Procédure devant la Cour :
Par une requête, enregistrée le 22 août 2017, M. D..., représenté par Me C..., demande à la Cour :
1°) de l'admettre au bénéfice de l'aide juridictionnelle provisoire ;
2°) d'annuler ce jugement du tribunal administratif de Montpellier ;
3°) d'annuler l'arrêté du 28 juillet 2017 du préfet de l'Hérault lui faisant obligation de quitter le territoire français sans délai assorti d'une interdiction de retour de trois années ;
4°) d'annuler le signalement aux fins de non-admission dans le système d'information Schengen ;
5°) d'enjoindre au préfet de l'Hérault de réexaminer sa situation administrative ;
6°) de mettre à la charge de l'État, sur le fondement de l'article L. 761-1 du code de justice administrative et des article 37 et 75 de la loi du 10 juillet 1991, la somme de 1 200 euros à verser à Me C..., qui s'engage à renoncer à percevoir la part contributive de l'État au titre de l'aide juridictionnelle.
Il soutient que :
S'agissant de l'obligation de quitter le territoire français :
- la décision portant obligation de quitter le territoire français est insuffisamment motivée ;
- les dispositions de l'article L. 521-2 du code de l'entrée et du séjour des étrangers et du droit d'asile ont été méconnues ;
- les stipulations de l'article 8 de la convention européenne de sauvegarde des droits de l'homme et des libertés fondamentales ont été méconnues ;
S'agissant de la décision portant interdiction de retour sur le territoire français :
- la décision est insuffisamment motivée ;
- la durée de trois années de cette mesure méconnaît le droit au respect de la vie privée et familiale garanti par les stipulations de l'article 8 de la convention européenne de sauvegarde des droits de l'homme et des libertés fondamentales.
Par un mémoire en défense, enregistré le 3 janvier 2018, le préfet de l'Hérault conclut au rejet de la requête.
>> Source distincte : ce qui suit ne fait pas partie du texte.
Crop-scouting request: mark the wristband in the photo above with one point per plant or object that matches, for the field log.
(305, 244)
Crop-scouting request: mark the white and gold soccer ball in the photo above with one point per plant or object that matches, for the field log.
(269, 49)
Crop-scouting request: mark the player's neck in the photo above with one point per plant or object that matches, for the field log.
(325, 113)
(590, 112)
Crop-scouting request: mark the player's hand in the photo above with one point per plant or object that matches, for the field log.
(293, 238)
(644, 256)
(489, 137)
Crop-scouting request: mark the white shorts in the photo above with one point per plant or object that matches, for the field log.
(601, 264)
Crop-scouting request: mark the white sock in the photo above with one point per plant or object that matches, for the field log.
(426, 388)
Il soutient que les moyens soulevés par M. D... ne sont pas fondés et renvoie à ses écritures de première instance.
La demande d'aide juridictionnelle de M. D... a été rejetée par une décision du 30 octobre 2017.
Vu les autres pièces du dossier.
Vu :
- la convention européenne de sauvegarde des droits de l'homme et des libertés fondamentales ;
- l'accord franco-tunisien en matière de séjour et de travail du 17 mars 1988 modifié ;
- le code de l'entrée et du séjour des étrangers et du droit d'asile ;
- le code des relations du public avec l'administration ;
- la loi n° 91-647 du 10 juillet 1991 relative à l'aide juridique ;
- le code de justice administrative.
Le président de la formation de jugement a dispensé le rapporteur public, sur sa proposition, de prononcer des conclusions à l'audience.
Les parties ont été régulièrement averties du jour de l'audience.
Le rapport de M. Silvy, premier conseiller, a été entendu au cours de l'audience publique.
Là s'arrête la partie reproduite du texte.